Running the Import Task for Groups
Perform the following steps to run the import task to synchronize groups:
-
On the Identity Management Framework administrator console, in the left pane, under ADMINISTRATION, click Server tasks > Import tasks.
-
Under Import tasks, in the right pane, in the Name column, click on the Import task: Microsoft Entra ID: Group task for groups that you created earlier under Create Tasks.
-
On the Import task window, click Save & Run to run the task.
Running the Import Task for Users
Perform the following steps to run the import task to synchronize users:
-
On the Identity Management Framework administrator console, in the left pane, under ADMINISTRATION, click Server tasks > Import tasks.
-
Under Import tasks, in the right pane, in the Name column, click on the Import task: Microsoft Entra ID Connector: Account task for users that you created earlier under Create Tasks.
-
On the Import task window, click Save & Run to run the task.
Similarly, you need to run all other tasks like Live Synchronization Task and Reconciliation Task by following the above-mentioned steps for groups and users. You must always run Group task before the User task.
Live Synchronization for groups is not supported.
Verifying Users and groups in STA
Perform the following steps to verify if the users and groups are successfully synced to STA.
Verifying Users in STA
Perform the following steps to verify if the users are successfully synced to STA:
-
On the STA Management console, go to the Assignment tab.
-
In the Search User module, you can search for a list of users that are pushed from Microsoft Entra ID to STA. Alternatively, you can search for individual users to verify if the user is synchronized to STA.
Verifying Groups in STA
Perform the following steps to verify if the groups are successfully synced to STA:
-
On the STA Management console, go to the Groups tab.
-
Under Group Maintenance, select the Synchronized option. All the Microsoft Entra ID groups that are synchronized to STA should be displayed.
Appendix - Microsoft Entra ID Delegated Password Authentication for STA Users
You can authenticate users that you synchronized from Microsoft Entra ID to SafeNet Trusted Access (STA), without synchronizing there password to ${sta _short}.
STA allows you to delegate password validation to a third-party password repository, such as Microsoft Entra ID. With delegation, no password synchronization is needed. Users can be synchronized or non-synchronized. Delegated password validation allows non-synchronized STA user accounts to use a password policy in STA for local accounts as long as the accounts exist in the third-party repository.

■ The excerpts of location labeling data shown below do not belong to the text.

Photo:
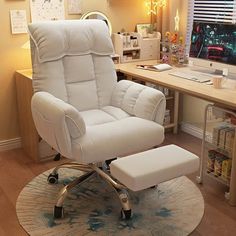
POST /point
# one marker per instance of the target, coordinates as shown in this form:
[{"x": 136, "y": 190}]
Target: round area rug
[{"x": 173, "y": 208}]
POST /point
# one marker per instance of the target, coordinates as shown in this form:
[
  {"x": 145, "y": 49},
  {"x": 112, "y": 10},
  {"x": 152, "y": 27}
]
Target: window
[{"x": 212, "y": 11}]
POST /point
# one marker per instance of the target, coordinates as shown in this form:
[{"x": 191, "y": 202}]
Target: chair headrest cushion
[{"x": 56, "y": 39}]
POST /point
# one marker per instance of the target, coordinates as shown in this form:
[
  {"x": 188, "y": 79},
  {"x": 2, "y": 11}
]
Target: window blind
[
  {"x": 215, "y": 11},
  {"x": 212, "y": 11}
]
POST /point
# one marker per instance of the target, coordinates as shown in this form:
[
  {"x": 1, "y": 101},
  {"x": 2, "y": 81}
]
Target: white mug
[{"x": 218, "y": 81}]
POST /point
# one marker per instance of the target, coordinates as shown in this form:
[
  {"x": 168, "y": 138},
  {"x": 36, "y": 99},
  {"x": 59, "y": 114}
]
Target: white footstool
[{"x": 149, "y": 168}]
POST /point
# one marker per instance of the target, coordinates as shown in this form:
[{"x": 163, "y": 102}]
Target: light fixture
[
  {"x": 177, "y": 21},
  {"x": 26, "y": 45},
  {"x": 152, "y": 5}
]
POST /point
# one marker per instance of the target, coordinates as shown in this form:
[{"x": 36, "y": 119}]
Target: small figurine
[
  {"x": 174, "y": 37},
  {"x": 181, "y": 40},
  {"x": 165, "y": 59},
  {"x": 174, "y": 48},
  {"x": 167, "y": 37}
]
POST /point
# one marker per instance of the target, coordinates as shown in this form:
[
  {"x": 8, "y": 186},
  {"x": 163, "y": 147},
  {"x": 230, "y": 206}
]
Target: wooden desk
[{"x": 225, "y": 97}]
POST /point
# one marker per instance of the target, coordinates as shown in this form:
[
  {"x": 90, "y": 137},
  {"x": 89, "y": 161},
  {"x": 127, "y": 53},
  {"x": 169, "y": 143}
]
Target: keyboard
[{"x": 193, "y": 76}]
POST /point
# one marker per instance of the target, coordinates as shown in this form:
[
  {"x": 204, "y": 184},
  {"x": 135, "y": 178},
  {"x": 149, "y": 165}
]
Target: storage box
[{"x": 226, "y": 169}]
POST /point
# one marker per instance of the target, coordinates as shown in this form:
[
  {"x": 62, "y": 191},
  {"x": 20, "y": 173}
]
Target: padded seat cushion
[
  {"x": 146, "y": 169},
  {"x": 128, "y": 134},
  {"x": 104, "y": 115}
]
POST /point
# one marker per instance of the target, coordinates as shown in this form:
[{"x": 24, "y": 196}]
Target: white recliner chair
[{"x": 81, "y": 110}]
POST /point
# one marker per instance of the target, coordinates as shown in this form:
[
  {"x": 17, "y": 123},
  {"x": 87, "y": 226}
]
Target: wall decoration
[
  {"x": 143, "y": 29},
  {"x": 74, "y": 6},
  {"x": 18, "y": 21},
  {"x": 47, "y": 10}
]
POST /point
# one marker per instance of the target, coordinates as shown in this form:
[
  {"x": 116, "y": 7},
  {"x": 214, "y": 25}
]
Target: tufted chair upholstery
[{"x": 78, "y": 106}]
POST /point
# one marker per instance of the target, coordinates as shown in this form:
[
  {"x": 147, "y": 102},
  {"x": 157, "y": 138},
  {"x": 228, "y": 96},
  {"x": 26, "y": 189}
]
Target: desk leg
[
  {"x": 176, "y": 112},
  {"x": 232, "y": 189}
]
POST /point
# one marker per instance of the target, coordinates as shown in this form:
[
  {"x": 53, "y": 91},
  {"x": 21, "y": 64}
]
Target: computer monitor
[{"x": 213, "y": 46}]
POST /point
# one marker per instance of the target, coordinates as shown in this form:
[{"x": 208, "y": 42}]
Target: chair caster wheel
[
  {"x": 58, "y": 212},
  {"x": 53, "y": 178},
  {"x": 126, "y": 214},
  {"x": 57, "y": 157}
]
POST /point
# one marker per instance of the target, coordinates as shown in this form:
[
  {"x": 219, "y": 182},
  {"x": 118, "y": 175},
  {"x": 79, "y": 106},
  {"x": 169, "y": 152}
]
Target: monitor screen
[{"x": 213, "y": 41}]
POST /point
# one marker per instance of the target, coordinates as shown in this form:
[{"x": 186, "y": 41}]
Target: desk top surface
[{"x": 225, "y": 96}]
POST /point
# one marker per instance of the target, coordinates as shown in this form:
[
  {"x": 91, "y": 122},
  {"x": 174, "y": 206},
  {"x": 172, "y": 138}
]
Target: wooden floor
[{"x": 16, "y": 170}]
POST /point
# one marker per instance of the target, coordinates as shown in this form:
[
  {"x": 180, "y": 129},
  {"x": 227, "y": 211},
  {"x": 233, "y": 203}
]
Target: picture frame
[{"x": 143, "y": 29}]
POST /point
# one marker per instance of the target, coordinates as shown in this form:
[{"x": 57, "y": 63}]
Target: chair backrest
[{"x": 71, "y": 60}]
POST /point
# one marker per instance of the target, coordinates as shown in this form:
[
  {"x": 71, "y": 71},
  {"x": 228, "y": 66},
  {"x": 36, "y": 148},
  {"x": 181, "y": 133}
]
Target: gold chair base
[{"x": 90, "y": 170}]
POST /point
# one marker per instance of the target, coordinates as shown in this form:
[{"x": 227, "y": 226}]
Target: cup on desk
[{"x": 218, "y": 81}]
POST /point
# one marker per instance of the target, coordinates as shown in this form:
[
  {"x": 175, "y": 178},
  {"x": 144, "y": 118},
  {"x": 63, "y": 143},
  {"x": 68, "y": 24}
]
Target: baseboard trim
[
  {"x": 195, "y": 131},
  {"x": 10, "y": 144}
]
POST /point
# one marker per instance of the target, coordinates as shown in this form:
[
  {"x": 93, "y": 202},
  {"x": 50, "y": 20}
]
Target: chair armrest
[
  {"x": 56, "y": 121},
  {"x": 139, "y": 100}
]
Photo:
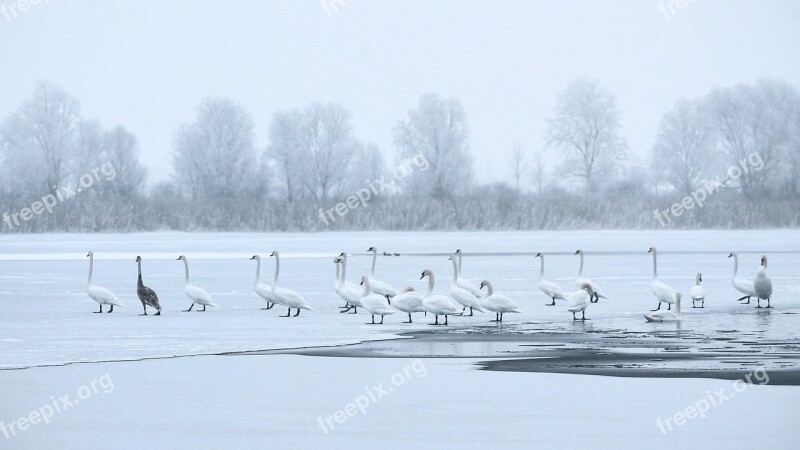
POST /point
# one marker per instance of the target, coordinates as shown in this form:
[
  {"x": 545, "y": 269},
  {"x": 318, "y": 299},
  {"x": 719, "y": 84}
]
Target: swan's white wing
[
  {"x": 408, "y": 302},
  {"x": 198, "y": 295},
  {"x": 463, "y": 297},
  {"x": 102, "y": 295},
  {"x": 291, "y": 299}
]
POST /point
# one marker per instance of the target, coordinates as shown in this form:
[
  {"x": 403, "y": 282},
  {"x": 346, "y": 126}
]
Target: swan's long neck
[
  {"x": 186, "y": 267},
  {"x": 367, "y": 287},
  {"x": 655, "y": 264},
  {"x": 91, "y": 267}
]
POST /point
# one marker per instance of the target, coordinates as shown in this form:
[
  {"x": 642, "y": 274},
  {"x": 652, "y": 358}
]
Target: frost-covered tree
[
  {"x": 214, "y": 156},
  {"x": 684, "y": 153},
  {"x": 585, "y": 129},
  {"x": 438, "y": 130}
]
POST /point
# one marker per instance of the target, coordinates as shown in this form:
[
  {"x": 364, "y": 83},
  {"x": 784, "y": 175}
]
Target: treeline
[{"x": 580, "y": 178}]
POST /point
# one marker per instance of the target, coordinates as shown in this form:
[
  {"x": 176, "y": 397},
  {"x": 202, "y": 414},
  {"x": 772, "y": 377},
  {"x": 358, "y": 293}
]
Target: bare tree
[
  {"x": 437, "y": 130},
  {"x": 585, "y": 129},
  {"x": 214, "y": 156},
  {"x": 684, "y": 152},
  {"x": 519, "y": 165}
]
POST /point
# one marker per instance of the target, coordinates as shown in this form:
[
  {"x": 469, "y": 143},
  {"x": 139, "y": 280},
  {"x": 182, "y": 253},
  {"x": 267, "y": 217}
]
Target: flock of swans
[{"x": 379, "y": 298}]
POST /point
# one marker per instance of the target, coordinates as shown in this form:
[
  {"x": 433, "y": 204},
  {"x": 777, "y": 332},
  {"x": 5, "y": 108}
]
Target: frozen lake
[{"x": 256, "y": 401}]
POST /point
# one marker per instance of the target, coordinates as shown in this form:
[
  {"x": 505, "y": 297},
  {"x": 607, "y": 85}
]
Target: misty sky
[{"x": 146, "y": 64}]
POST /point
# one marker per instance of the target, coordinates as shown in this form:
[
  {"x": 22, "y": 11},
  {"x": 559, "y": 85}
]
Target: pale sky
[{"x": 146, "y": 64}]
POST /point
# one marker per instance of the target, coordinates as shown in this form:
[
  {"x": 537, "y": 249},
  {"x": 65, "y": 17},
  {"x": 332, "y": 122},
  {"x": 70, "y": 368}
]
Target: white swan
[
  {"x": 742, "y": 285},
  {"x": 374, "y": 303},
  {"x": 549, "y": 288},
  {"x": 379, "y": 287},
  {"x": 580, "y": 280},
  {"x": 497, "y": 303},
  {"x": 460, "y": 294},
  {"x": 698, "y": 292},
  {"x": 437, "y": 304},
  {"x": 262, "y": 289},
  {"x": 348, "y": 291},
  {"x": 409, "y": 301},
  {"x": 464, "y": 283},
  {"x": 195, "y": 294},
  {"x": 763, "y": 284},
  {"x": 579, "y": 301},
  {"x": 667, "y": 316},
  {"x": 99, "y": 294},
  {"x": 284, "y": 296},
  {"x": 663, "y": 292}
]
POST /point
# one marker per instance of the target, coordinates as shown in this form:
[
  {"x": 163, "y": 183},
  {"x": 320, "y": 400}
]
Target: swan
[
  {"x": 437, "y": 304},
  {"x": 374, "y": 303},
  {"x": 549, "y": 288},
  {"x": 460, "y": 294},
  {"x": 284, "y": 296},
  {"x": 147, "y": 296},
  {"x": 409, "y": 301},
  {"x": 195, "y": 294},
  {"x": 579, "y": 300},
  {"x": 497, "y": 303},
  {"x": 379, "y": 287},
  {"x": 667, "y": 316},
  {"x": 464, "y": 283},
  {"x": 99, "y": 294},
  {"x": 348, "y": 291},
  {"x": 663, "y": 292},
  {"x": 262, "y": 289},
  {"x": 580, "y": 280},
  {"x": 698, "y": 292},
  {"x": 763, "y": 284},
  {"x": 742, "y": 285}
]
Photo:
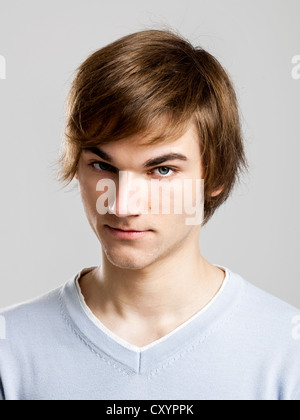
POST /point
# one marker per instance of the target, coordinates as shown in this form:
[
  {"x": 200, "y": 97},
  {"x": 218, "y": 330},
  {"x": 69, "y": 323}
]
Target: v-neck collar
[{"x": 143, "y": 359}]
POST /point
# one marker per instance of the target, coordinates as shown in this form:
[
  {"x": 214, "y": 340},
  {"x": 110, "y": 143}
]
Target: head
[{"x": 145, "y": 95}]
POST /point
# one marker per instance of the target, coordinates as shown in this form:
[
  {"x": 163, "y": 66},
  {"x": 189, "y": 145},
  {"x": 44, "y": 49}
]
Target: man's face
[{"x": 166, "y": 232}]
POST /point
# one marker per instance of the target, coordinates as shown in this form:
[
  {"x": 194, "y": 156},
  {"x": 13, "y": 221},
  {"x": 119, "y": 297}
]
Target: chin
[{"x": 129, "y": 261}]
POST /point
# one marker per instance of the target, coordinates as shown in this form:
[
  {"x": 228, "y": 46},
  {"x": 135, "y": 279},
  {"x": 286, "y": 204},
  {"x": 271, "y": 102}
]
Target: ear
[{"x": 217, "y": 192}]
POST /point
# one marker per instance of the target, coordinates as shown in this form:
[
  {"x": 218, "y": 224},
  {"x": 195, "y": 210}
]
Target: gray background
[{"x": 44, "y": 236}]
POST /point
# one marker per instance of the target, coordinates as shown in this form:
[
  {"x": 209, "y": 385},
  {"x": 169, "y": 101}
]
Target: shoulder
[{"x": 21, "y": 320}]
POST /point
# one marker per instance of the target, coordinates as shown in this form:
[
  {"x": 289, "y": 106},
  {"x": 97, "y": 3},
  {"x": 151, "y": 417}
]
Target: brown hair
[{"x": 130, "y": 86}]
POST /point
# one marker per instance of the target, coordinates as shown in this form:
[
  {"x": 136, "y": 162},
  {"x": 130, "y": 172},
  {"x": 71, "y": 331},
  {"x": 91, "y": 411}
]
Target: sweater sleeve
[{"x": 1, "y": 391}]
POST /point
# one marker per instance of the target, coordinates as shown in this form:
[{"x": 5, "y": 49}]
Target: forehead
[{"x": 143, "y": 145}]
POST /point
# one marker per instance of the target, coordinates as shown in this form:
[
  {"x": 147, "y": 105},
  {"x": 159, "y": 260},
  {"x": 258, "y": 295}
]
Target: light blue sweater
[{"x": 245, "y": 345}]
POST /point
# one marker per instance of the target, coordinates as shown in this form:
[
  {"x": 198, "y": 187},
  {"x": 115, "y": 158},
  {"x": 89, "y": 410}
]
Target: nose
[{"x": 130, "y": 196}]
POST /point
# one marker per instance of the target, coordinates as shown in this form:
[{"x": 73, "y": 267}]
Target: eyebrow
[{"x": 149, "y": 163}]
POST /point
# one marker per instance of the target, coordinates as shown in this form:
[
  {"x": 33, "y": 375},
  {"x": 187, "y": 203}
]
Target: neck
[{"x": 175, "y": 288}]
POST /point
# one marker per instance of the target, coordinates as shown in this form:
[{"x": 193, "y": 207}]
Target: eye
[{"x": 164, "y": 170}]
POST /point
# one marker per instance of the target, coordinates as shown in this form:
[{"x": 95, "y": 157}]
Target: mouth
[{"x": 127, "y": 234}]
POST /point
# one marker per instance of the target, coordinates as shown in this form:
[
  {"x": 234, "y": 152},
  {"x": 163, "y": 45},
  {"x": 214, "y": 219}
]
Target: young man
[{"x": 155, "y": 320}]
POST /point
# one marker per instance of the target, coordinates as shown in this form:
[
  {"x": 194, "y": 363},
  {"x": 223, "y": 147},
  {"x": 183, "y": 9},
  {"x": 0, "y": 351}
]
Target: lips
[
  {"x": 126, "y": 230},
  {"x": 126, "y": 235}
]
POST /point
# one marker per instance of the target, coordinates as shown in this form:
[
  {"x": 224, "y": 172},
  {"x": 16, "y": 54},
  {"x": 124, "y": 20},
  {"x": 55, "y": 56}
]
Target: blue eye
[{"x": 102, "y": 166}]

Delegated password validation uses the OIDC Resource Owner Password Credentials (ROPC) flow, which allows an application to sign in the user by directly handling their password. The ROPC flow is compatible with any IdP that can handle the flow, such as Microsoft Entra ID.
To configure delegated password validation after all the Microsoft Entra ID users are synchronized to STA, refer to the Configure delegated password validation section on Thalesdocs.